Напомним, на концерте группы «ДДТ» в Москве «Последний день милиции» Артемий Троицкий назвал майора ГИБДД в отставке Николая Хованского одним из победителей антипремии для сотрудников милиции в номинации «Дорогу колесницам». Эту антипремию Хованский получил за участие в процессе расследования громкого ДТП на Ленинском проспекте, когда в результате лобового столкновения автомобиля Citroen с представительским Mercedes-Benz вице-президента «Лукойла» Анатолия Баркова погибли две женщины.

Майор Хованский одним из первых прибыл на место происшествия и составил схему ДТП, согласно которой виновной в аварии была признана водительница автомобиля Citroen.

Из-за этой антипремии Хованский подал в суд и хотел получить с Троицкого 500 тыс. рублей, которые собирался передать круглой сироте Надежде — дочери Ольги Александриной, которая погибла в ДТП. Недавно гагаринский районный суд Москвы удовлетворил иск Хованского о защите чести и достоинства.
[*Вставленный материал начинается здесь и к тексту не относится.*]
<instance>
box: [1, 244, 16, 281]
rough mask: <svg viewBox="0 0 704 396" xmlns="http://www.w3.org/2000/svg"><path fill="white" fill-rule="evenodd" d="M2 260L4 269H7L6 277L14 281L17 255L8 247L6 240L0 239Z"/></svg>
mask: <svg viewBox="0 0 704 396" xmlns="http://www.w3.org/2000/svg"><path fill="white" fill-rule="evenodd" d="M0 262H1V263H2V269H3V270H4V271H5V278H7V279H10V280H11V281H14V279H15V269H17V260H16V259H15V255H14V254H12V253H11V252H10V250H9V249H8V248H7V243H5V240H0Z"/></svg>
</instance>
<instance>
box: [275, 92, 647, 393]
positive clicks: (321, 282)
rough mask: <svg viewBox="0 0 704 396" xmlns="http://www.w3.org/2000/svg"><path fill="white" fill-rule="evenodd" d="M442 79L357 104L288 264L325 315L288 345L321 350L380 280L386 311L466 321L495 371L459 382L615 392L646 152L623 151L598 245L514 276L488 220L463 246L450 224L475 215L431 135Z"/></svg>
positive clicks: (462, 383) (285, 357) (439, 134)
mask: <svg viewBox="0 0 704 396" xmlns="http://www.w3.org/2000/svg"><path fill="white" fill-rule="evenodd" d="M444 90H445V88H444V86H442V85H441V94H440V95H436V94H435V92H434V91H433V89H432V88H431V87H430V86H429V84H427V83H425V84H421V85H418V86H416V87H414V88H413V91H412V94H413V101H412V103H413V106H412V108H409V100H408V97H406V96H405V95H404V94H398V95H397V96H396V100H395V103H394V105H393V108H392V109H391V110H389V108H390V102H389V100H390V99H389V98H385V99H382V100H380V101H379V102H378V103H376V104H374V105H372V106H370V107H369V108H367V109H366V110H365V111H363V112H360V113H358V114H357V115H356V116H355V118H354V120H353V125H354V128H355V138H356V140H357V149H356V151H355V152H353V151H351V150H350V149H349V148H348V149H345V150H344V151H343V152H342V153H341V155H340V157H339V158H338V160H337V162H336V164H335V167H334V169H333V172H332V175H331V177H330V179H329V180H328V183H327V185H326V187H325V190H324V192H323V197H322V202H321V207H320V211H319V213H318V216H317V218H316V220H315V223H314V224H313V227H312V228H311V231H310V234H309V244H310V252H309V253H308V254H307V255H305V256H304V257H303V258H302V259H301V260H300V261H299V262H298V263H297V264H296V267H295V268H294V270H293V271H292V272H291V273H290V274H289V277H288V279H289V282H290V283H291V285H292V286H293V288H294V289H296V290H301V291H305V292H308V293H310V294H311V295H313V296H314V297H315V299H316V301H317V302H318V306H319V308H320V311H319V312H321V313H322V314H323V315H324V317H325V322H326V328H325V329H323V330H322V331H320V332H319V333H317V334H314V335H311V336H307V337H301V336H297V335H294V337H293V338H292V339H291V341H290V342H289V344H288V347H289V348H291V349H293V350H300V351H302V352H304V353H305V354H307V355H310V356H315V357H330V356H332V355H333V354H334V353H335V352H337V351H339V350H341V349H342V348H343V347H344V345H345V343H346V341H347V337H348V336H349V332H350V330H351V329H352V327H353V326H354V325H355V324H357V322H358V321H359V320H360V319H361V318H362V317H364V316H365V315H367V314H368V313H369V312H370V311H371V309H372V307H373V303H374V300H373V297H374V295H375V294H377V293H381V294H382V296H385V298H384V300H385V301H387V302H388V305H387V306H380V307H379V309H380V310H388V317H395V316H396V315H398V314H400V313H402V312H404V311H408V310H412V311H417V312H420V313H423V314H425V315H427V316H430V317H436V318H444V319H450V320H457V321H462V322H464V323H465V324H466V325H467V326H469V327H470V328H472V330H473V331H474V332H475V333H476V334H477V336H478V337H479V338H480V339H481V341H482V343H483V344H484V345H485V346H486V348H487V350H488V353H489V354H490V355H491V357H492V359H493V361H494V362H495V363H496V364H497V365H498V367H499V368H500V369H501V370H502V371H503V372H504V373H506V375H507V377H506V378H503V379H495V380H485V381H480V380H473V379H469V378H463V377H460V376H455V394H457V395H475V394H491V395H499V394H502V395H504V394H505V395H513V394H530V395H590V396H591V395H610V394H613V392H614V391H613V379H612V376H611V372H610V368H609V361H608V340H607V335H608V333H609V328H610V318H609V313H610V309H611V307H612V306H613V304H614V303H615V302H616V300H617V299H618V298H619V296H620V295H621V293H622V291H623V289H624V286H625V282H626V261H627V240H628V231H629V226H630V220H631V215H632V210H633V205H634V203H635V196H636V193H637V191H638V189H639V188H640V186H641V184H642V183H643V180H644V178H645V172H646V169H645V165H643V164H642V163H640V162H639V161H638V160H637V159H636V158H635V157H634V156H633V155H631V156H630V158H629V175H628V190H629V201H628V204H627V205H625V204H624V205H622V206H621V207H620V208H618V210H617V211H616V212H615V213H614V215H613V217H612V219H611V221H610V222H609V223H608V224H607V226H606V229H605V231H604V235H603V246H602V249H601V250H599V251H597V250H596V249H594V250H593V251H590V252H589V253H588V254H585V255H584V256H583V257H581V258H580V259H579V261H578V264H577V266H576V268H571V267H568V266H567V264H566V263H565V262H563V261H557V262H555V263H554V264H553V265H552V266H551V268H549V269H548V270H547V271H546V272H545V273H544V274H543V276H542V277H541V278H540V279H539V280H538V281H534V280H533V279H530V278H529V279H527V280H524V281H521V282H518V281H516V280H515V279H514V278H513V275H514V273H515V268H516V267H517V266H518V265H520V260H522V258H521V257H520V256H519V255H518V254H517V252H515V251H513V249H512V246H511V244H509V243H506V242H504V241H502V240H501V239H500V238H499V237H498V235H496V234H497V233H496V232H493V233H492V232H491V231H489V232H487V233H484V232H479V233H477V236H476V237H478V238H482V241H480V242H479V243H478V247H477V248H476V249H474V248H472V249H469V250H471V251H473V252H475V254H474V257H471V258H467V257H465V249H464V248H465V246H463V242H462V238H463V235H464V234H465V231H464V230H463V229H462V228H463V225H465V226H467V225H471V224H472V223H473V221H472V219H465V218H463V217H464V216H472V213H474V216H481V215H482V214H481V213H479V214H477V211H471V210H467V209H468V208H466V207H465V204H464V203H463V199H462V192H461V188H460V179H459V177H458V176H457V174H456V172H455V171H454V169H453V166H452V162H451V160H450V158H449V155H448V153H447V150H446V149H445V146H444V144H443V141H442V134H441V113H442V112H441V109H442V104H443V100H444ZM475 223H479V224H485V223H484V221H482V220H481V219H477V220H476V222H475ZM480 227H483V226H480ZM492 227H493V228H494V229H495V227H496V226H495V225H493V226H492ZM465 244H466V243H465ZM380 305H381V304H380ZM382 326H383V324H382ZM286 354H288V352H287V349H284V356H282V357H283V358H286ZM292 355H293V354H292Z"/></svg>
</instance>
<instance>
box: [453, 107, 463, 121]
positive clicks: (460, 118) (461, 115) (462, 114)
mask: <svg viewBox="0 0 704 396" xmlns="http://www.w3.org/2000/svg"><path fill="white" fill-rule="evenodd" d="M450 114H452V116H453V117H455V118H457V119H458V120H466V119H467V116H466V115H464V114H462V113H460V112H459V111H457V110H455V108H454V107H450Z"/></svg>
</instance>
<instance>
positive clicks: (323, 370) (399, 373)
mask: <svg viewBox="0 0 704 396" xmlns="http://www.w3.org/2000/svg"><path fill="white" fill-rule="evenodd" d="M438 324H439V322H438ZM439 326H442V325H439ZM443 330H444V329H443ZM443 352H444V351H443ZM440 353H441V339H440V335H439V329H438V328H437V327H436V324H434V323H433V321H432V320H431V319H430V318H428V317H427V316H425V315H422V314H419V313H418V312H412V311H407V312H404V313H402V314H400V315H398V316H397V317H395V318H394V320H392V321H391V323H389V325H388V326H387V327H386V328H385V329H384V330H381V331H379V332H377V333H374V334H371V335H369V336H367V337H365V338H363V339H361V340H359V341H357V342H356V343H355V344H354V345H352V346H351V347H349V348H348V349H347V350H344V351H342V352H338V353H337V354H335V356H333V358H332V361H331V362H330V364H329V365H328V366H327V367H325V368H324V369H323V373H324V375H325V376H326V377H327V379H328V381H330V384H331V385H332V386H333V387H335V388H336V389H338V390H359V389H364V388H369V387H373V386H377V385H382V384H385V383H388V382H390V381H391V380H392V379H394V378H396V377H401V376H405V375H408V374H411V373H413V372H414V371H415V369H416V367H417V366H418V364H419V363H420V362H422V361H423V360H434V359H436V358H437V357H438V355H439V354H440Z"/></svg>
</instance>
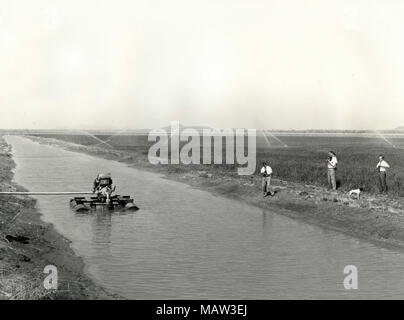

Судья постановила признать не соответствующими действительности, а также порочащими честь и достоинство сведения, распространенные Троицким на концерте группы ДДТ. Согласно решению суда, Троицкий обязан выплатить Хованскому 130 тыс. рублей.

Иск против Троицкого подал не только Хованский, но и Вадим Самойлов, лидер группы «Агата Кристи». Ему не понравилось, что Троицкий в эфире РЕН-ТВ назвал его «дрессированным пуделем при Суркове».

— Артемий Кивович, почему два человека подали на вас в суд по два раза?

— Я не сторонник «теорий заговора» и максимально иронично воспринимал слова знакомых о том, что эти дела инсценированы и сфабрикованы, однако это действительно так.

— Почему вы так решили?

— Во-первых, в этом есть какая-то синхронность, почти «аль-каидовская». Во-вторых, то, как закончилось первое из этих дел, тоже наводит на мысли о некоей инсценнированности. Поскольку во время процесса аргументы мои и моего юриста, а также свидетелей и экспертов были очевидно убедительней того, что предъявляла сторона обвинения, тем не менее, вердикт суда был практически списан с искового заявления Хованского.

— Это неспроста?

— Остается гадать, что это за проект или госзаказ такой. Тут я ничего не могу сказать. В принципе, ситуация некрасивая: в юридических кругах, да и просто с точки зрения здравого смысла удить два раза за одно и то же считается дурным тоном. Похоже на грязные политические технологии на выборах, когда политик обнаруживает, что в избирательном бюллетене по его округу оказывается три или четыре человека с его же именем и фамилией. С одной стороны, в этом нет ничего противозаконного, с другой — очевидно, что все это шито белыми нитками. Потому-то технологии и именуются грязными.

— Почему же тогда вы «впали в немилость»?

— Ситуация, в отличие от заказчиков, понятна. Я никогда не строил из себя политического деятеля и тем более лидера, открещивался от подобных предложений. Но никогда не отказывал себе в желании откровенно высказаться на какие-то темы. По всей видимости, это каких-то людей стало сильно раздражать, и они решили заняться моим перевоспитанием. Стоит сказать, что это задача неблагодарная — я давно уже взрослый, сформировавшийся человек, и если кто-то думает, что я вернусь к чистой музыкальной критике, они сильно ошибаются.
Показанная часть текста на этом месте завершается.